Мы же в нашей лаборатории пытаемся применять эти рецепторы в качестве «актуаторов» — аналогично тому, как в оптогенетике для управления нейронами светом применяются светочувствительные ионные каналы, каналородопсины. Это ионные каналы, которые открываются в ответ на свет и пропускают ионы натрия. Аналогичным образом можно использовать и теплочувствительные каналы типа TRPV1 — для того, чтобы, например, подействовать на клетку инфракрасным излучением, теплом, попытаться ее тоже «включить» или «выключить». Это можно пытаться делать в тех случаях, когда по какой-то причине оптогенетические инструменты хуже подходят. Например, инфракрасное излучение существенно глубже проникает [в нервную ткань], чем видимый свет, соответственно, можно [с помощью каналов TRP] пытаться воздействовать на более глубокие клетки. Кроме того, TRP на три порядка лучше, чем каналородопсины, пропускают кальций, и с их помощью можно воздействовать на какие-то кальциевые процессы внутри клетки, воздействуя на них теплом.

Сергей Козлов

Лаборатория нейрорецепторов и нейрорегуляторов Института биоорганической химии РАН

Помимо того, что [семейство TRP] — это термочувствительные рецепторы, они еще и основные рецепторы ноцицепции, то есть проведения боли. И это будет поважнее, чем [сама по себе] термочувствительность. [Ингибиторы этих рецепторов] — это альтернатива опиоидным анальгетикам. Именно над этой проблемой мы активно работаем уже 12 лет.

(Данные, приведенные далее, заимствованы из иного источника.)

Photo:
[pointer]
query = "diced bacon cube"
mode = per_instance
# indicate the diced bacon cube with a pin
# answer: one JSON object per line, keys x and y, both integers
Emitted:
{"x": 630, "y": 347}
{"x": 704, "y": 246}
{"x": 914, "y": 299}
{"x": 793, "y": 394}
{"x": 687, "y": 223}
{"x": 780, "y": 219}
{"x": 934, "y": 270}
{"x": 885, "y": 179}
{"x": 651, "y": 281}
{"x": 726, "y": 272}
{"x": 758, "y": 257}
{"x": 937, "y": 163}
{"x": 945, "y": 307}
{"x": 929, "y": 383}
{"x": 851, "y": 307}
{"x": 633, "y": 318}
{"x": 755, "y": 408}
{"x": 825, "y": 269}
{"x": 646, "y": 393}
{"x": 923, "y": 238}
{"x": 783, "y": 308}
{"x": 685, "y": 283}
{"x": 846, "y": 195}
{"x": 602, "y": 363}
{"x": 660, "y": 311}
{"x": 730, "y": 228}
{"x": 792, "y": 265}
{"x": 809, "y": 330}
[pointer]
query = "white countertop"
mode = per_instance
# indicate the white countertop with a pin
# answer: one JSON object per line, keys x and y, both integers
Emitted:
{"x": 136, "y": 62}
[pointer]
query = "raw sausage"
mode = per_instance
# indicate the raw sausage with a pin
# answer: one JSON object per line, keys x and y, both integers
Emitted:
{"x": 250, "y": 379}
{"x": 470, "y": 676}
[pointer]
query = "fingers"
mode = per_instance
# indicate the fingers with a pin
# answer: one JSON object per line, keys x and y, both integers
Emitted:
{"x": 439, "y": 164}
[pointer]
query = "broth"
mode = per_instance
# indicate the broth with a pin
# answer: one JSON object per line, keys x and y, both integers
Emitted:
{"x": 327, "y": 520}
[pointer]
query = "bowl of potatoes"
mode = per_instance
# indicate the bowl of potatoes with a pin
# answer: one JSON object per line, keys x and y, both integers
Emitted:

Задача заключается в селективном ингибировании этих каналов, но не для того, чтобы влиять на термочувствительность — это неинтересно, — а для того, чтобы сделать новые обезболивающие. Работ в этой области ведется много, от больших и маленьких фармкомпаний, от ученых и университетов разных стран, но пока на рынок ничего не вышло. В том числе и мы [некоторое время назад] тоже предложили в качестве потенциальных ингибиторов свои пептиды, и даже провели их доклинические исследования — но нам в какой-то момент просто денег не хватило [чтобы двигаться дальше].